Ähnlich sieht es bei Elisabeth Lumma aus, die ebenfalls zum ersten Mal den Tag der ambulanten Medizin nutzte. Sie interessierte sich vor allem für den Allergietest und die dazugehörige Beratung. Nach der Auswertung ihres Pricktests, bei dem auf der Innenseite des Unterarms mit einer feinen Lanzette Lösungen mit Allergenen eingebracht werden, und einem Gespräch mit dem Dermatologen Jörn Elsner konnte sie körperliche Reaktionen auf bestimmte Lebensmittel besser einordnen. Einige Gemüsesorten wird sie künftig meiden.

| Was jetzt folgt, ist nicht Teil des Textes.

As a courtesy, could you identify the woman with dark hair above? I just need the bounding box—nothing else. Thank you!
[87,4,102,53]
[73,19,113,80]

„Wir wollen an einem Nachmittag zeigen, was die niedergelassenen Ärzte alles können und anbieten“, sagte Christoph Fox, Sprecher der Kassenärztlichen Vereinigung Bremen, die als Selbstverwaltung der hier niedergelassenen Ärzteschaft funktioniert. Fox ist sicher, dass es sich bei dem Bremer Tag der ambulanten Medizin im Ärztehaus um „die größte Praxis der Stadt“ handelt. Anders als in den Praxen sind sämtliche Angebote des Nachmittags kostenfrei. Doch die Besucher zieht offenbar auch die Unverbindlichkeit. Sie können sich über verschiedene Krankheitsbilder, Therapien und Gesundheitsfragen informieren, ohne sich vorher festlegen zu müssen.